Any help on the matter would be greatly appreciated. Is anybody using the Omero system being able to import larger number of files? With work being done towards a HCS module I would had assumed that larger number of files pose no problem...

Cheers Juergen

Re: Importing a large number of files

PostPosted: Mon Jan 31, 2011 2:34 pm
by wmoore
Hi Juergen,

We think this issue might have been fixed already (in the 4.2.2 release). It is a problem with too many file handles (OMERO is not releasing them after importing each file). Are you using an older version?
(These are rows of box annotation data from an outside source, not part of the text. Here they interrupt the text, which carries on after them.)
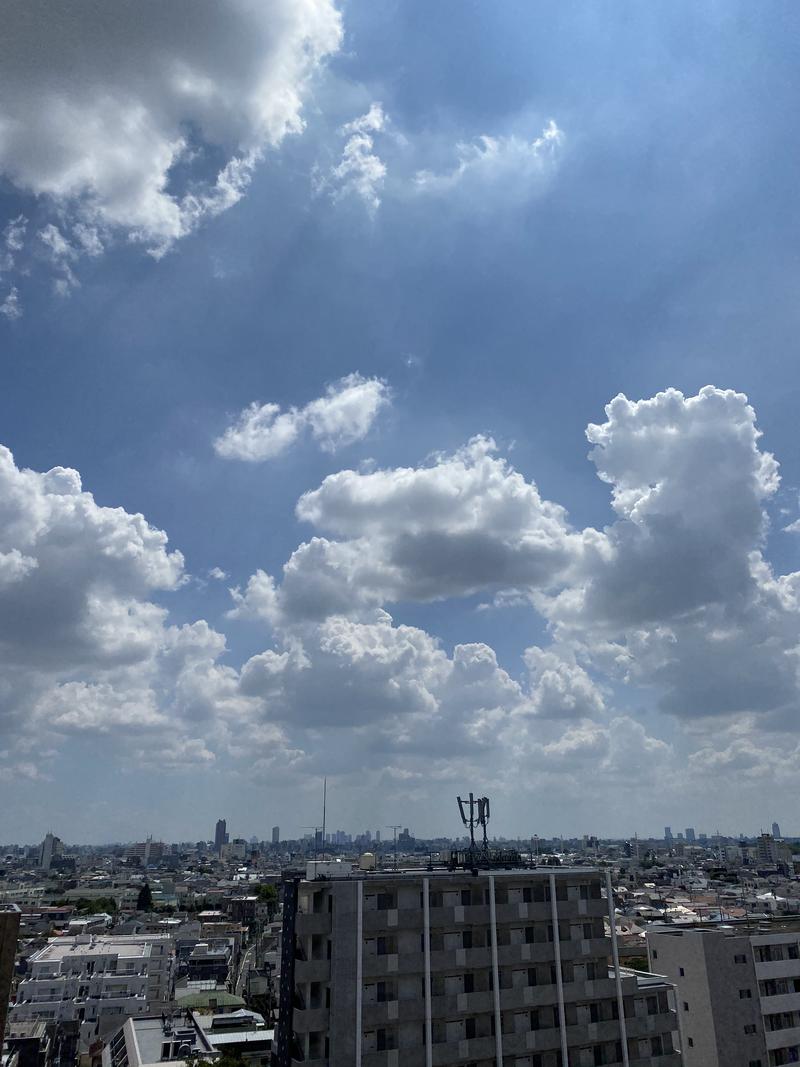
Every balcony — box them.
[755,959,800,978]
[433,1037,495,1067]
[364,908,422,934]
[764,1026,800,1052]
[294,959,331,984]
[362,997,416,1030]
[431,947,492,973]
[762,993,800,1015]
[295,911,332,937]
[292,1007,329,1034]
[625,1012,678,1037]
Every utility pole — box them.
[386,823,402,871]
[300,826,321,861]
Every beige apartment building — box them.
[646,920,800,1067]
[276,864,681,1067]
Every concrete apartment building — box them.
[0,904,21,1050]
[11,935,174,1045]
[646,920,800,1067]
[276,863,681,1067]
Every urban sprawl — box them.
[0,795,800,1067]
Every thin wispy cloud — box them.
[213,373,389,463]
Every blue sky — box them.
[0,0,800,841]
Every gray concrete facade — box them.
[646,926,769,1067]
[285,867,681,1067]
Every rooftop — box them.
[128,1012,213,1064]
[31,934,172,962]
[298,860,604,883]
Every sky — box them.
[0,0,800,843]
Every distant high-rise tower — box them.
[38,833,62,871]
[214,818,228,853]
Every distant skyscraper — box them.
[38,833,63,871]
[214,818,228,853]
[0,904,20,1047]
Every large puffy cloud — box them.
[234,609,631,782]
[233,437,604,622]
[228,387,800,810]
[0,0,341,252]
[0,448,273,766]
[214,372,389,463]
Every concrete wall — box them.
[646,927,769,1067]
[0,910,19,1048]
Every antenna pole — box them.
[386,823,401,871]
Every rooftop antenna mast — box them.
[386,823,402,871]
[478,797,490,856]
[457,793,490,859]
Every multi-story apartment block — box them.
[276,864,681,1067]
[647,921,800,1067]
[0,904,21,1049]
[11,935,174,1038]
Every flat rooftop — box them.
[31,934,172,964]
[128,1012,213,1064]
[298,860,605,886]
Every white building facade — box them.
[10,935,175,1037]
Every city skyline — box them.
[0,0,800,841]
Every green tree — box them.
[137,881,153,911]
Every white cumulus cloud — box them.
[0,0,341,254]
[214,373,389,462]
[414,120,564,193]
[316,102,387,214]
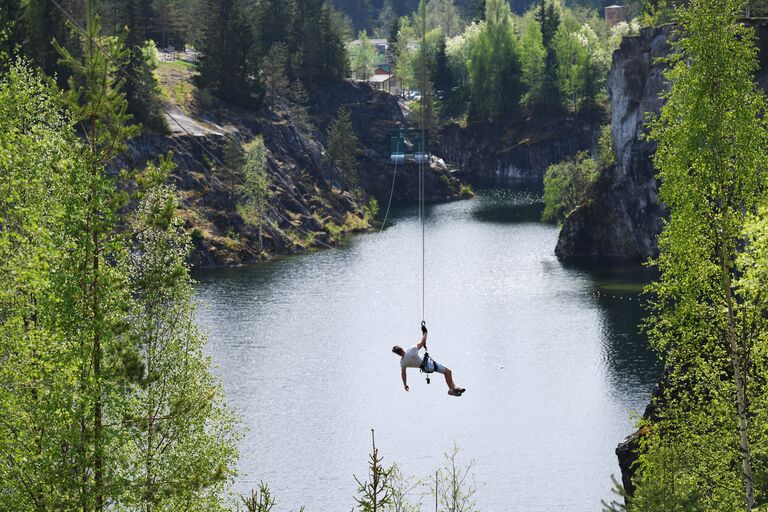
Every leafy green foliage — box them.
[541,152,598,223]
[122,179,237,511]
[630,0,768,511]
[0,2,242,511]
[467,0,523,122]
[350,32,376,81]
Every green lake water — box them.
[196,187,660,512]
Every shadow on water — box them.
[472,178,544,224]
[564,260,662,395]
[195,177,660,512]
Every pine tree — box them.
[326,105,359,192]
[536,0,563,115]
[22,0,76,87]
[57,0,138,512]
[239,136,272,249]
[432,36,455,99]
[468,0,523,122]
[355,429,393,512]
[122,0,167,129]
[199,0,264,109]
[261,43,288,108]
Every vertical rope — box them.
[419,0,427,321]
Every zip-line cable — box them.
[379,137,400,234]
[419,1,429,322]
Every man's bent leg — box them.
[445,368,456,389]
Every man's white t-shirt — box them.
[400,346,423,368]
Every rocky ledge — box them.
[436,113,603,182]
[556,20,768,260]
[120,82,459,267]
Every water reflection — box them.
[198,182,657,512]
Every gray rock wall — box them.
[555,20,768,260]
[555,26,672,260]
[436,116,601,182]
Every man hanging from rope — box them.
[392,322,466,396]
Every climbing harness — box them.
[419,352,437,384]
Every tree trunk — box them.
[720,214,755,512]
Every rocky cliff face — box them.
[121,82,459,266]
[555,20,768,260]
[555,26,672,260]
[436,116,601,181]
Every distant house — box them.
[347,39,389,64]
[368,73,396,94]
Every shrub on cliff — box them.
[541,151,598,223]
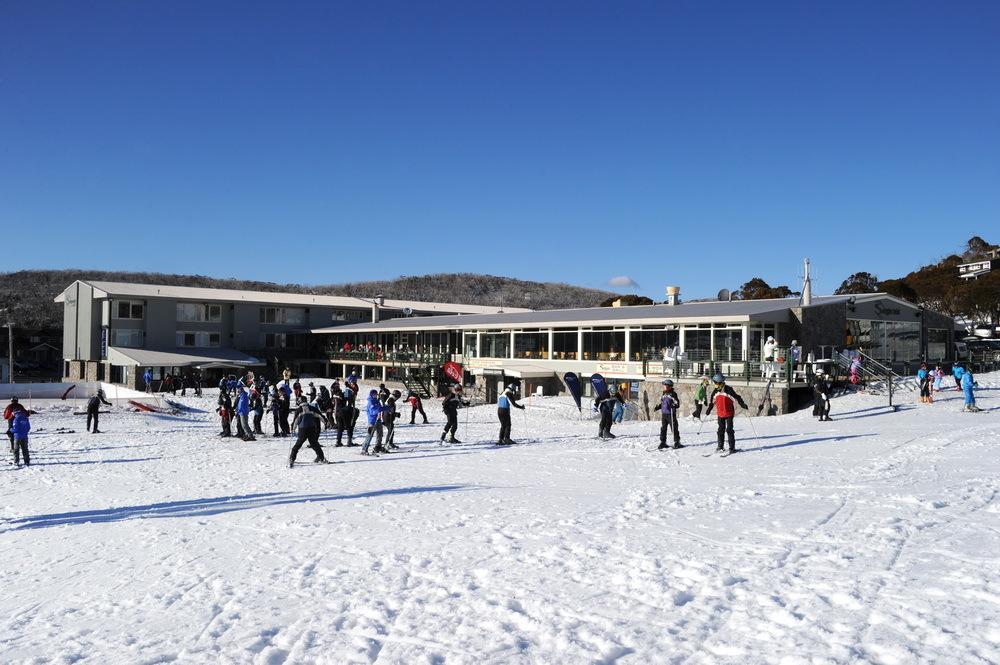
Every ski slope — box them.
[0,375,1000,665]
Files in OMERO are saved as pure pixel data (on disk) and metadata (image dimensions, pixel-type etc) in the database. If you look in the /OMERO/ (or wherever you store the binary data) then you will see Pixels and Thumbnails folders with the files named with image ID.
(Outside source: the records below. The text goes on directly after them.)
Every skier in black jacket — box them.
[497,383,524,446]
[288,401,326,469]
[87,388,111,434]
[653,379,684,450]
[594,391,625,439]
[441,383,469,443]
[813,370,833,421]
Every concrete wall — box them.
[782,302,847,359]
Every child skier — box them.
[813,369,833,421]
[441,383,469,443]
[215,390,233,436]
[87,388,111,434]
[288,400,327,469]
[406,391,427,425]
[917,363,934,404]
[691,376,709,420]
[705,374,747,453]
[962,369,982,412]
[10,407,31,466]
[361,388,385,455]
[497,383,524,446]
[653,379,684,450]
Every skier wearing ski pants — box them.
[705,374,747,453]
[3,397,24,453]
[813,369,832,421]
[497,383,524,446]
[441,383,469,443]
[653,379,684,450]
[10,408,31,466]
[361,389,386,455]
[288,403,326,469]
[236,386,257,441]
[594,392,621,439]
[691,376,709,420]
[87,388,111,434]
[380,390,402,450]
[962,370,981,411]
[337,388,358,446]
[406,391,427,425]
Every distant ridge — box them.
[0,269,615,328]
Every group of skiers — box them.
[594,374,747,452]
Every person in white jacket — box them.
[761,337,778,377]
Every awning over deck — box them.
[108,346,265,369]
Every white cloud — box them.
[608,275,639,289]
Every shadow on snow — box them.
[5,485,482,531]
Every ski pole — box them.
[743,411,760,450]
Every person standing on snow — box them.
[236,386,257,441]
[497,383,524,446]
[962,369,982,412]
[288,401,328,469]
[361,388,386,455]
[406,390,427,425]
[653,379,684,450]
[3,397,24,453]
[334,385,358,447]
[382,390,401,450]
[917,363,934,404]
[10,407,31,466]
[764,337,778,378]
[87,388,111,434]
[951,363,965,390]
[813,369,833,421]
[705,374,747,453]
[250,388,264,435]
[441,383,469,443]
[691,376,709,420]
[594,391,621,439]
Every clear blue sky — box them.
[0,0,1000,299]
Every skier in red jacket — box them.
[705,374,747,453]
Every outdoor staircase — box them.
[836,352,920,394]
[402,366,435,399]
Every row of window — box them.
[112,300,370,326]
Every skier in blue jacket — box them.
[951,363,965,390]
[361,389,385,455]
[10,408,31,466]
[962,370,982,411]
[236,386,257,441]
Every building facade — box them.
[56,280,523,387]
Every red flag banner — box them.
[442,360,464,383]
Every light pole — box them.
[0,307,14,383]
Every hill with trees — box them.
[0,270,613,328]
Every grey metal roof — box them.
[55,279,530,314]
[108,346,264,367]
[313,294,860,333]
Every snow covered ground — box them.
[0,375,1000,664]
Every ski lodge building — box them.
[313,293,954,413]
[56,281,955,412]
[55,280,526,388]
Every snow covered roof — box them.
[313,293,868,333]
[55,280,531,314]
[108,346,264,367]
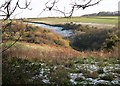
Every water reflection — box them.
[29,23,73,37]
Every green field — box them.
[27,16,118,24]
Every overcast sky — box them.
[0,0,120,18]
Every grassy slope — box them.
[27,16,118,24]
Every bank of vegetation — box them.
[2,22,120,86]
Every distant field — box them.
[27,16,118,24]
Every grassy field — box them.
[0,17,120,86]
[27,16,118,24]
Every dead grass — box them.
[3,42,120,63]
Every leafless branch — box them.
[40,0,102,17]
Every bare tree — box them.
[0,0,31,20]
[0,0,102,52]
[40,0,102,17]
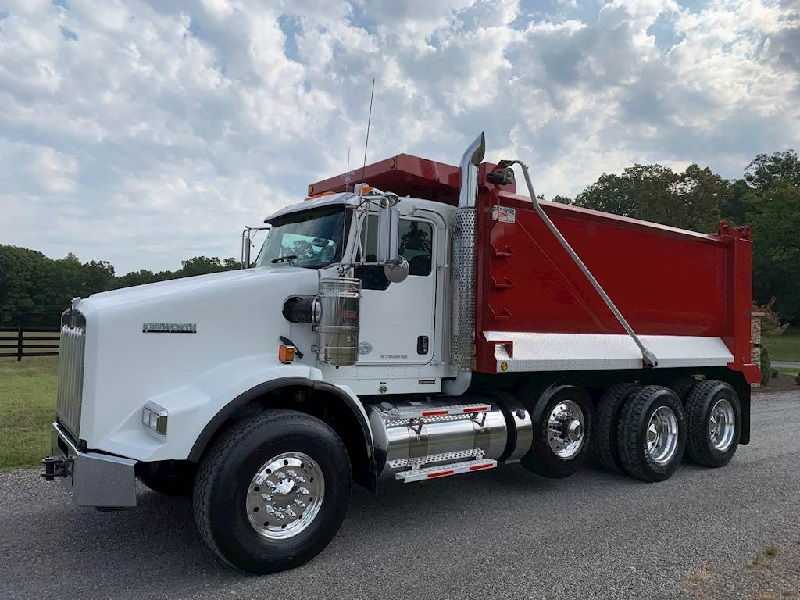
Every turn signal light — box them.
[278,344,297,365]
We are happy to receive bug reports on the forum or e-mail lists. If you submit errors from the clients using the "Error dialogs" they end up here: http://qa.openmicroscopy.org.uk/ but for server stuff, just use forum or e-mail lists with a stack trace etc. You can always e-mail an individual later if you need to attach a load of server logs etc.

Cheers,

Will.

Re: Importing a large number of files

PostPosted: Mon Jan 31, 2011 3:19 pm
by helmerj
HI Will,

I am using Version 4.2.2beta (the latest from the website). Right now I am importing in batches of 100 files and that does work. Would be great though if I could increase the batch size in order to minimize the overhang of stating the JavaVM for each import session.

Cheers Juergen

Re: Importing a large number of files

PostPosted: Tue Feb 01, 2011 11:47 am
by wmoore
Hi Juergen,

We have created a ticket for this bug. We'll see if we can reproduce and fix it!
https://trac.openmicroscopy.org.uk/omero/ticket/4195

Will.

Re: Importing a large number of files

PostPosted: Tue Feb 01, 2011 8:29 pm
by wmoore
Hi Juergen,

I see that Chris closed the ticket for this BUG - so hopefully you'll find it fixed in the next release.

Will.

Re: Importing a large number of files

PostPosted: Thu Feb 03, 2011 12:39 pm
by cxallan
The Bio-Formats fixes (a file handle leak) have been backported to the 4.2 branch. You can get access to a build that has these changes here:

http://hudson.openmicroscopy.org.uk/vie ... eta4.2/71/

If you're using the CLI import via bin/omero import you will need to upgrade your server installation.